TO add that update stmt I change the update action to user-defined SQL and this error comes up...

any inputs ?
Thanks
-Xan

sumitgulati · Post by **sumitgulati** » Thu Aug 26, 2004 4:32 pm

Remove the update statement and run the job with DataStage generated insert statement. If it works fine then revert back the changes and just put a semicolon (";") after your update statement. Then try running the job.

I am not sure if it will work but just give it a shot.

Regards,
Sumit

Xanadu · Post by **Xanadu** » Thu Aug 26, 2004 5:51 pm

Thanks for ur response Sumit.
but no it doesn't work. My database is unable to recognise the ":" symbol when I use the user defined SQL...I guess when i say user defined SQL, DS "passes the the query directly to the database...."
As I said the same query that is "generated" by Datastage doesn't work if I put it in "user defined SQL"..

thanks
-Xan

vmcburney · Post by **vmcburney** » Thu Aug 26, 2004 7:27 pm

You are on the right track. Your first attempt to use the Before SQL tab wont work because the SQL here is run once per execution of the job and not once per row. You cannot bind row columns to before SQL because it isn't executed for each row.

I would split your database writes into two output streams, one doing the inserts and the other doing the updates. Set the link ordering so the update happens first and set the array size to 1 so it commits after each row.

Now with your update stream you can add an extra transformer and do a lookup to retrieve the Col1 values. Consider extracting via a group by statement all Col2, max(Col1) values into a hash file, this will be at least 100 times faster then trying to do an aggregated lookup for each individual row.

Do a hash file lookup against Col2 to retrieve the Col1 value and make this the key field of your output. Send Col1 and Col17 values to an update stage, with Col1 as the key field it will automatically create your update statement for you with Col1 as the lookup and Col17 as the update.

This is a more efficient and more maintainable approach. Custom SQL for database output stages are notoriously hard to support in the long term as the developers who follow you struggle to work out the syntax.

chulett · Post by **chulett** » Thu Aug 26, 2004 9:00 pm

The other classic problem you are running into is trying to use different sets of columns in the same link, which is only an issue when you switch to User Defined SQL.

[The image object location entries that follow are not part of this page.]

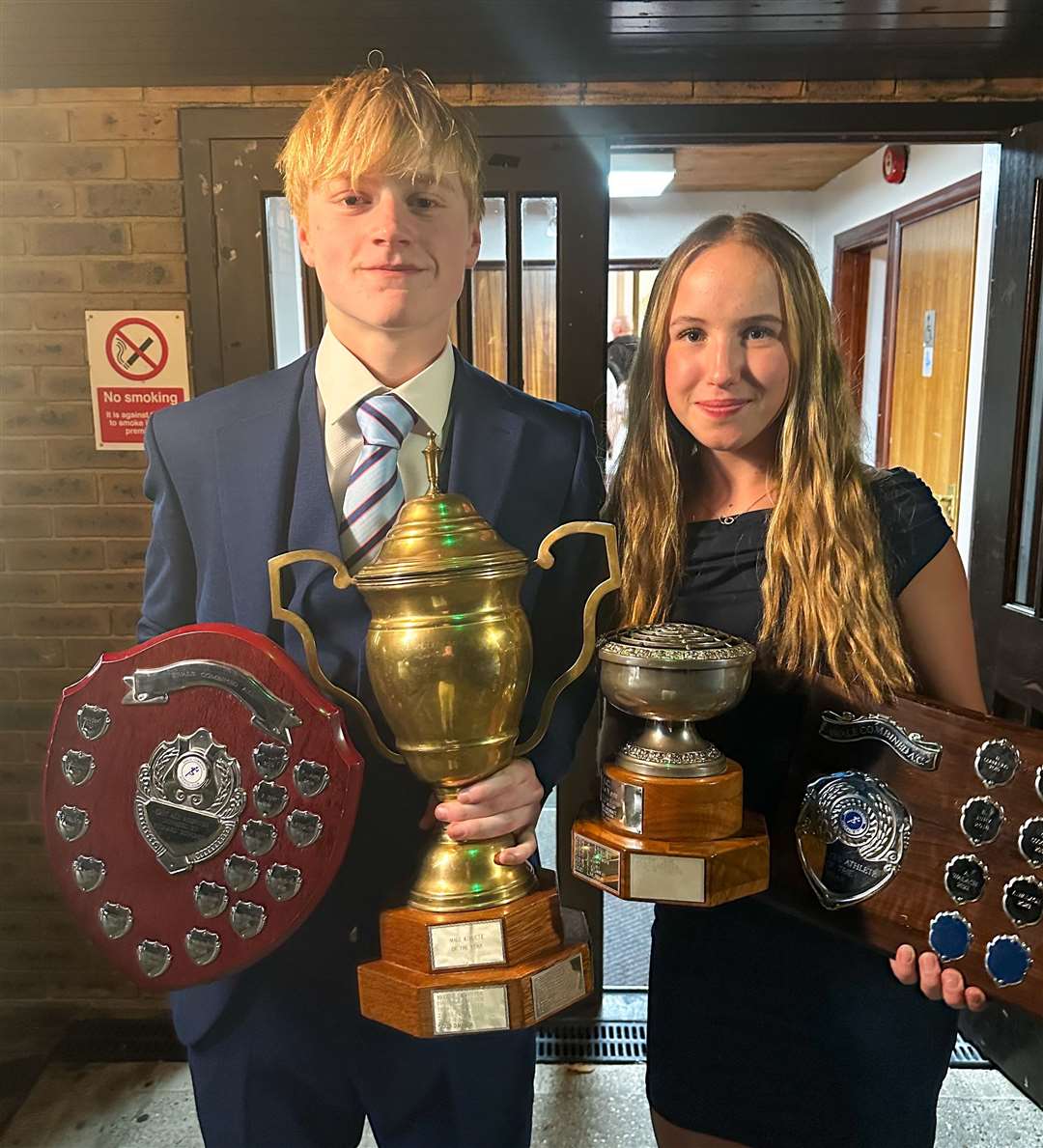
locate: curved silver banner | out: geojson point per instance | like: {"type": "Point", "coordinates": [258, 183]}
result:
{"type": "Point", "coordinates": [154, 686]}
{"type": "Point", "coordinates": [911, 747]}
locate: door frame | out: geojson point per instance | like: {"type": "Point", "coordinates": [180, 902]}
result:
{"type": "Point", "coordinates": [850, 290]}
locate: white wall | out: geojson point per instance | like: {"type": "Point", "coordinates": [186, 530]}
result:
{"type": "Point", "coordinates": [648, 229]}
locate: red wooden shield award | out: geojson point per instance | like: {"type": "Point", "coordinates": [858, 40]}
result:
{"type": "Point", "coordinates": [199, 797]}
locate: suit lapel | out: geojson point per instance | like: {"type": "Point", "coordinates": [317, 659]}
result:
{"type": "Point", "coordinates": [256, 457]}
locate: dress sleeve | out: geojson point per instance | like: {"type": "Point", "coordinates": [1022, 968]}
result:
{"type": "Point", "coordinates": [911, 524]}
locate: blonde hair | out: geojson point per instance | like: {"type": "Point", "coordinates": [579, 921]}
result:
{"type": "Point", "coordinates": [827, 604]}
{"type": "Point", "coordinates": [380, 120]}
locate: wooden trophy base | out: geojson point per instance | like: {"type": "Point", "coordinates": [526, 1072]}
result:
{"type": "Point", "coordinates": [678, 839]}
{"type": "Point", "coordinates": [490, 970]}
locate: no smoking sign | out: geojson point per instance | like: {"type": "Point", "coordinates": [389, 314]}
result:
{"type": "Point", "coordinates": [139, 364]}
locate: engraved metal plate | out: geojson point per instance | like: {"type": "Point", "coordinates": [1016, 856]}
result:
{"type": "Point", "coordinates": [115, 919]}
{"type": "Point", "coordinates": [623, 802]}
{"type": "Point", "coordinates": [202, 946]}
{"type": "Point", "coordinates": [1030, 840]}
{"type": "Point", "coordinates": [466, 945]}
{"type": "Point", "coordinates": [303, 827]}
{"type": "Point", "coordinates": [965, 879]}
{"type": "Point", "coordinates": [283, 882]}
{"type": "Point", "coordinates": [247, 918]}
{"type": "Point", "coordinates": [667, 879]}
{"type": "Point", "coordinates": [78, 767]}
{"type": "Point", "coordinates": [853, 832]}
{"type": "Point", "coordinates": [950, 936]}
{"type": "Point", "coordinates": [911, 747]}
{"type": "Point", "coordinates": [595, 861]}
{"type": "Point", "coordinates": [154, 958]}
{"type": "Point", "coordinates": [92, 721]}
{"type": "Point", "coordinates": [310, 777]}
{"type": "Point", "coordinates": [188, 800]}
{"type": "Point", "coordinates": [211, 898]}
{"type": "Point", "coordinates": [270, 798]}
{"type": "Point", "coordinates": [996, 761]}
{"type": "Point", "coordinates": [1007, 960]}
{"type": "Point", "coordinates": [71, 822]}
{"type": "Point", "coordinates": [558, 986]}
{"type": "Point", "coordinates": [89, 873]}
{"type": "Point", "coordinates": [981, 819]}
{"type": "Point", "coordinates": [1023, 900]}
{"type": "Point", "coordinates": [240, 873]}
{"type": "Point", "coordinates": [258, 837]}
{"type": "Point", "coordinates": [479, 1009]}
{"type": "Point", "coordinates": [270, 760]}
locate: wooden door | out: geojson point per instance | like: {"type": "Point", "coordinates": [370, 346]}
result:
{"type": "Point", "coordinates": [932, 350]}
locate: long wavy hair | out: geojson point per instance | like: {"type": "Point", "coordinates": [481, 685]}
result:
{"type": "Point", "coordinates": [827, 605]}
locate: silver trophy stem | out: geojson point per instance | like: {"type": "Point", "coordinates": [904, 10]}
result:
{"type": "Point", "coordinates": [671, 748]}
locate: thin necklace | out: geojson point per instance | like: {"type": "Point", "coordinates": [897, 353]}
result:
{"type": "Point", "coordinates": [728, 519]}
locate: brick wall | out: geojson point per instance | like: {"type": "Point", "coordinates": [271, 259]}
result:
{"type": "Point", "coordinates": [91, 216]}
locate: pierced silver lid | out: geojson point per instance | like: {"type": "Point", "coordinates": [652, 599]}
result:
{"type": "Point", "coordinates": [674, 645]}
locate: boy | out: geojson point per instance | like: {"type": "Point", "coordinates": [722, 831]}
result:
{"type": "Point", "coordinates": [383, 182]}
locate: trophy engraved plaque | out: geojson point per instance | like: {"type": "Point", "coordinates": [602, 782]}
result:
{"type": "Point", "coordinates": [927, 831]}
{"type": "Point", "coordinates": [671, 824]}
{"type": "Point", "coordinates": [167, 794]}
{"type": "Point", "coordinates": [449, 656]}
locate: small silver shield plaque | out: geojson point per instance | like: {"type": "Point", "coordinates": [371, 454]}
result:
{"type": "Point", "coordinates": [202, 946]}
{"type": "Point", "coordinates": [240, 873]}
{"type": "Point", "coordinates": [270, 798]}
{"type": "Point", "coordinates": [154, 958]}
{"type": "Point", "coordinates": [259, 837]}
{"type": "Point", "coordinates": [283, 882]}
{"type": "Point", "coordinates": [89, 873]}
{"type": "Point", "coordinates": [211, 898]}
{"type": "Point", "coordinates": [303, 826]}
{"type": "Point", "coordinates": [92, 721]}
{"type": "Point", "coordinates": [115, 919]}
{"type": "Point", "coordinates": [72, 822]}
{"type": "Point", "coordinates": [247, 918]}
{"type": "Point", "coordinates": [853, 832]}
{"type": "Point", "coordinates": [77, 767]}
{"type": "Point", "coordinates": [310, 777]}
{"type": "Point", "coordinates": [270, 760]}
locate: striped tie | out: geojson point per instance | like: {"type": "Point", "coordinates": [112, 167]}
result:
{"type": "Point", "coordinates": [375, 493]}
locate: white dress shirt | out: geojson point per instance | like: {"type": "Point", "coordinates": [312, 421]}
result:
{"type": "Point", "coordinates": [344, 381]}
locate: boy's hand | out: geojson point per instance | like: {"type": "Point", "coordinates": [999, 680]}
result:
{"type": "Point", "coordinates": [507, 802]}
{"type": "Point", "coordinates": [935, 983]}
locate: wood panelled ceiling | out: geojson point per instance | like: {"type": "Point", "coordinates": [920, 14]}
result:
{"type": "Point", "coordinates": [102, 42]}
{"type": "Point", "coordinates": [763, 166]}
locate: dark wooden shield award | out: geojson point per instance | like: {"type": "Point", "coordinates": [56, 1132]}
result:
{"type": "Point", "coordinates": [922, 825]}
{"type": "Point", "coordinates": [199, 796]}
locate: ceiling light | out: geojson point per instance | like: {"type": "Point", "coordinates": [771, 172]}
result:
{"type": "Point", "coordinates": [633, 174]}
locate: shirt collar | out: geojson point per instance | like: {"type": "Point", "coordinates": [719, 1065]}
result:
{"type": "Point", "coordinates": [344, 381]}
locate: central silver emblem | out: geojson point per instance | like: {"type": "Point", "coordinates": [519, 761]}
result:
{"type": "Point", "coordinates": [853, 832]}
{"type": "Point", "coordinates": [188, 800]}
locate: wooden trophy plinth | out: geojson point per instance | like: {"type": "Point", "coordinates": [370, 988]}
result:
{"type": "Point", "coordinates": [510, 966]}
{"type": "Point", "coordinates": [678, 839]}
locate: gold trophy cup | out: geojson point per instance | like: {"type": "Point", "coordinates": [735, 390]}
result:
{"type": "Point", "coordinates": [479, 946]}
{"type": "Point", "coordinates": [671, 825]}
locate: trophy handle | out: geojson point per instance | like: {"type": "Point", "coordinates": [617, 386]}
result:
{"type": "Point", "coordinates": [545, 560]}
{"type": "Point", "coordinates": [341, 580]}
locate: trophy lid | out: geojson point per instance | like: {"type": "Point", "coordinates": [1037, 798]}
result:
{"type": "Point", "coordinates": [440, 534]}
{"type": "Point", "coordinates": [674, 645]}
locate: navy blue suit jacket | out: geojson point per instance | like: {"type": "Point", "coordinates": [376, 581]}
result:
{"type": "Point", "coordinates": [238, 475]}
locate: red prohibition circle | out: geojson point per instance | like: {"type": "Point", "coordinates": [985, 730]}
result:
{"type": "Point", "coordinates": [141, 350]}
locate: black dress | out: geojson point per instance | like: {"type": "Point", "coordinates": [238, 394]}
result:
{"type": "Point", "coordinates": [763, 1028]}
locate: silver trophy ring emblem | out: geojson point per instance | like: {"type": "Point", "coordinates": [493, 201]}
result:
{"type": "Point", "coordinates": [853, 832]}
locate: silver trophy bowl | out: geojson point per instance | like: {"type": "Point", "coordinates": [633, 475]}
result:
{"type": "Point", "coordinates": [672, 675]}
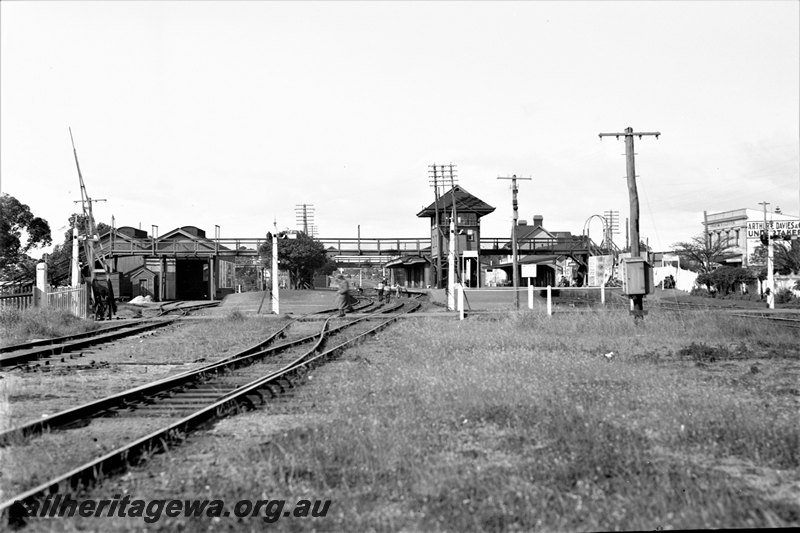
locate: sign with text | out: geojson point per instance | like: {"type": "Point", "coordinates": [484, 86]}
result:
{"type": "Point", "coordinates": [528, 271]}
{"type": "Point", "coordinates": [776, 228]}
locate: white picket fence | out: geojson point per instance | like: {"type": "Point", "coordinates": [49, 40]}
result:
{"type": "Point", "coordinates": [74, 300]}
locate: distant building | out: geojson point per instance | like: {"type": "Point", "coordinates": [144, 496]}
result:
{"type": "Point", "coordinates": [741, 228]}
{"type": "Point", "coordinates": [182, 264]}
{"type": "Point", "coordinates": [469, 209]}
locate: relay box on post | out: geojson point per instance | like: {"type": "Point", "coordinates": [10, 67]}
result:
{"type": "Point", "coordinates": [637, 276]}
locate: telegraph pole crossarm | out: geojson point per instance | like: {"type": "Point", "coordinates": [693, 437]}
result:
{"type": "Point", "coordinates": [628, 134]}
{"type": "Point", "coordinates": [514, 260]}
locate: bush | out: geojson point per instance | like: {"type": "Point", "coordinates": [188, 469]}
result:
{"type": "Point", "coordinates": [784, 296]}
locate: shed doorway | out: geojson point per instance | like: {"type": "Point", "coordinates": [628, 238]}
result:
{"type": "Point", "coordinates": [189, 284]}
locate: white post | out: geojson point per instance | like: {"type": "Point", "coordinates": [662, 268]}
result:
{"type": "Point", "coordinates": [40, 292]}
{"type": "Point", "coordinates": [770, 275]}
{"type": "Point", "coordinates": [76, 272]}
{"type": "Point", "coordinates": [276, 307]}
{"type": "Point", "coordinates": [451, 269]}
{"type": "Point", "coordinates": [460, 288]}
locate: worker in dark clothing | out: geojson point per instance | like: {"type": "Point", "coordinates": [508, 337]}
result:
{"type": "Point", "coordinates": [343, 295]}
{"type": "Point", "coordinates": [380, 288]}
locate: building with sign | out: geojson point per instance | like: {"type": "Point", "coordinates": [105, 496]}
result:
{"type": "Point", "coordinates": [741, 228]}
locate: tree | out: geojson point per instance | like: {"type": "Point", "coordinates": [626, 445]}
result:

If you have 18 columns defined in your link, you must have parameter markers for all 18 columns in the SQL statement. If you need to insert 18 fields into a record but only use 2 in the update statement, they must be on seperate links and use the appropriate number of columns (and key fields) for each one.

Split your stream as Vince recommends. Ideally, you should be checking to know whether you need to do inserts or updates, rather than letting the database cover your butt if you get it wrong. BTW, you've never mentioned what database you are accessing via the DRS stage - Oracle?

vmcburney wrote:This is a more efficient and more maintainable approach. Custom SQL for database output stages are notoriously hard to support in the long term as the developers who follow you struggle to work out the syntax.

I completely agree with Vince. The people I mentor get taken to task when they use User Defined SQL anywhere and it isn't absolutely necessary to support the query needed. Custom SQL is a total pain in the patootie to maintain or to make changes to (eclipsed only by the Fully Generated option, yurk) and it's too prone to error as well. Stick with Column Generated, you'll be much happier in the long run - and so will those who come after you.